68. Sulphonamides and trimethoprim. Fluoroquinolones

Last updated on October 4, 2019 at 10:59

Sulphonamides and diaminopyrimidines

Sulphonamides and diaminopyrimidines both act on the folic acid metabolism of bacteria and parasites. They potentiate each other’s actions and are therefore almost always sold in fixed combinations. Here are the most important combinations:

Sulphonamide

Diaminopyrimidines Name of combination Effective against

Sulfamethoxazole (SMX)

Trimethoprim (TMP) Co-trimoxazole or Bactrim or TMP/SMX Bacteria, pneumocystis
Sulfadiazine Pyrimethamine

Toxoplasmosis

Sulfadoxine Pyrimethamine SP

Malaria

Silver-sulfadiazine is used topically to prevent wound infections of skin burns.

Sulfasalazine is also a sulphonamide, but it’s used to treat IBD and is described in that topic.

Sulphonamides and diaminopyrimidines are old drugs, so resistance to the individual ones are widespread. Bacteria have mutated their enzymes to have lower affinity to the drugs, and they’ve changed surface proteins so that the entry of the drug into the pathogen is decreased. However, by combining these drugs this resistance can be overcome. On their own these drugs are bacteriostatic, but the combinations are bactericidal.

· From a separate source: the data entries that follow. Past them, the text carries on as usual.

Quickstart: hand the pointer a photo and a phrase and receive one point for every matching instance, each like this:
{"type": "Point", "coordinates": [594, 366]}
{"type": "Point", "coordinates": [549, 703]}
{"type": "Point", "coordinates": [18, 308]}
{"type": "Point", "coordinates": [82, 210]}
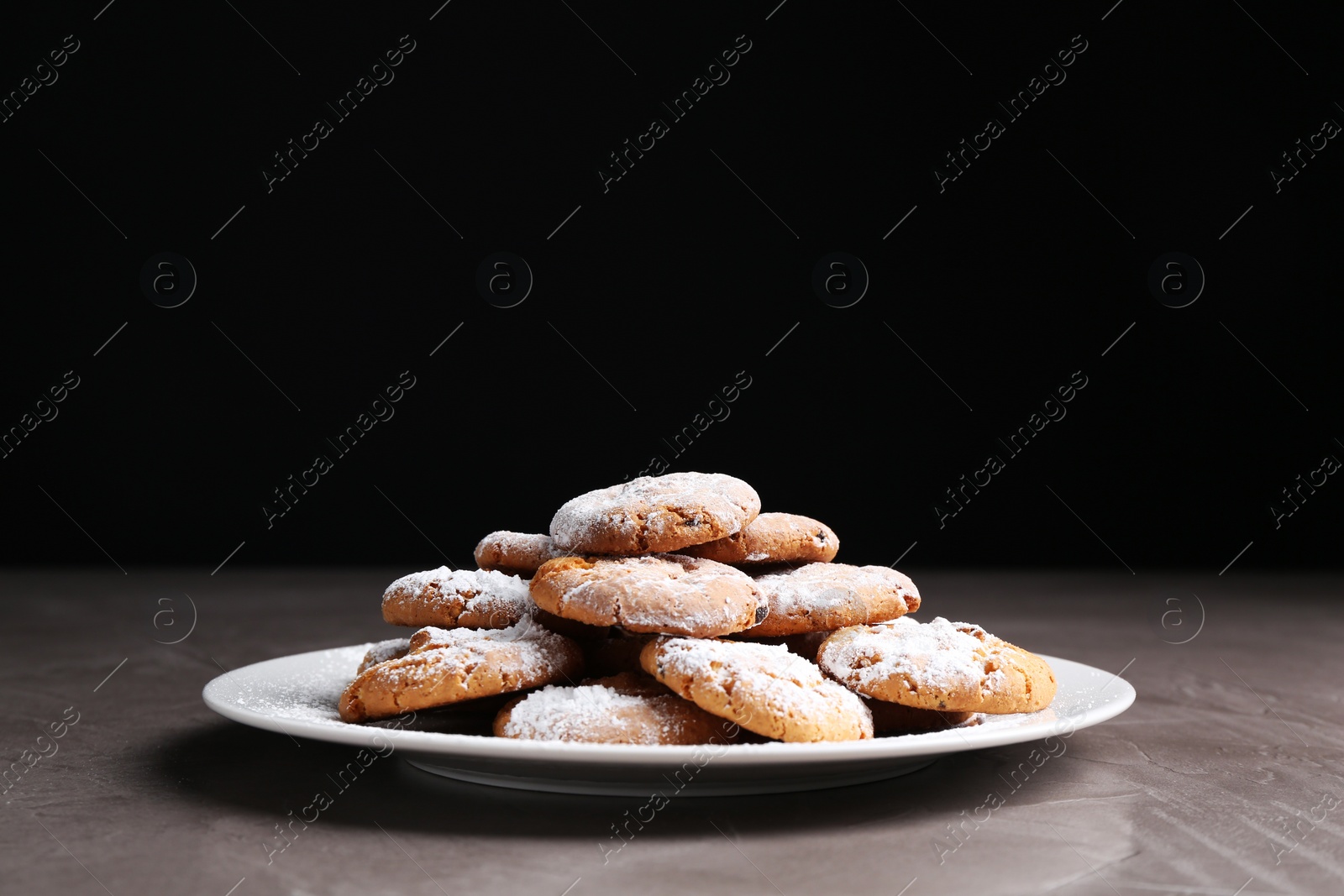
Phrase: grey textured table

You might hear, especially from Professor Pintér, that sulphonamides are not technically antibiotics because according to some (old) definitions a compound must be natural or semisynthetic qualify as an antibiotic. Sulphonamide and imidazoles like metronidazole are synthetic compounds and should, according to her, be classified as antimicrobials or chemotherapeutical agents rather than antibiotics.

Mechanism of action:

Like human cells, bacterial cells need folic acid to synthesize thymidine and therefore DNA. Unlike human cells, bacterial cells synthesize folic acid themselves and can’t take it up from the environment. Inhibition of folic acid metabolism in bacteria has a bacteriostatic effect.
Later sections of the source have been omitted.